For one node, $z = \mathbf{w}^\intercal \mathbf{x} + b$ and activation $a = \sigma(z)$.

$a_i^{[l]}$ where $[l]$ is the layer index (input is indexed as 0), and $i$ is the node index in its layer.

Similarly $\mathbf{w}_i^{[l]\intercal}$ is the weight vector to calculate node [l], i. Going further, we can stack these column vector $\mathbf{w}$ horizontally to have a weight matrix with num_rows = num_outputs and num_cols = num_inputs.
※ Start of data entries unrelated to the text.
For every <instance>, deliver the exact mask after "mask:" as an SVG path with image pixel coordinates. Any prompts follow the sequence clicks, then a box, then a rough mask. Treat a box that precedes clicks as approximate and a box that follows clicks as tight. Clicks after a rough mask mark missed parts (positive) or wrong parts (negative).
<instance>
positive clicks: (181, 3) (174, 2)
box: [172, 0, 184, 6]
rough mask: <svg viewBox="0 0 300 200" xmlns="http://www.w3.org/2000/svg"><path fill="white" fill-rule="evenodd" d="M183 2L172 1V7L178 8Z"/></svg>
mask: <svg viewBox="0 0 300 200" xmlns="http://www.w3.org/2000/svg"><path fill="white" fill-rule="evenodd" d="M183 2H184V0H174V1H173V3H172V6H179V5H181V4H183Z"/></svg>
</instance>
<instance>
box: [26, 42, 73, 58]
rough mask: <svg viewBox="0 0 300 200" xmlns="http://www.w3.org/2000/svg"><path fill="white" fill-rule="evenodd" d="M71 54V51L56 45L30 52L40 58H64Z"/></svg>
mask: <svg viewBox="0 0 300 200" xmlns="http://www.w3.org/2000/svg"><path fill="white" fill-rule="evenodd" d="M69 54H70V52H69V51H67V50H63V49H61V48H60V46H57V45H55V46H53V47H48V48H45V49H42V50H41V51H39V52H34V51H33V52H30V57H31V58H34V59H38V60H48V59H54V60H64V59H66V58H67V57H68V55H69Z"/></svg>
![alt text](https://cdn-images-1.medium.com/max/1200/1*buxOnswsinejx2FVZDuF8w.png)

### Backpropagation intuition

Considering one training sample,

"z-step": $\mathbf{z} = \mathbf{Wx + b}$

"a-step": $\mathbf{y} = g(\mathbf{z})$

To infer gradients about the parameter, fist calculate $d\mathbf{z}$

$$d\mathbf{z} = d\mathbf{y} * g'(\mathbf{z})$$

Then 

$$d\mathbf{W} = (d\mathbf{z})(\mathbf{x^\intercal})$$
$$d\mathbf{b} = d\mathbf{z}$$

It is easier to chain rule on "dz"s as follows.

Calculate  $d\mathbf{z}^{[1]}$ from $d\mathbf{z}^{[2]}$

$$\frac{dL}{d\mathbf{z}^{[1]}} = \frac{dL}{d\mathbf{x}} * \frac{d\mathbf{x}}{d\mathbf{z}^{[1]}}$$

$$ d\mathbf{z}^{[1]} = W^{[2]\intercal}d\mathbf{z}^{[2]} * g^{[1]'}(\mathbf{z}^{[1]})$$

![alt text](https://sandipanweb.files.wordpress.com/2017/11/grad_summary.png?w=676)

### Random Initialization

Initialize weights randomly since symmetry nodes are effectly equivalent to one nodes since they always update with same amount. Usually a small perturbation is reasonable since large weights might push to the small-gradient region.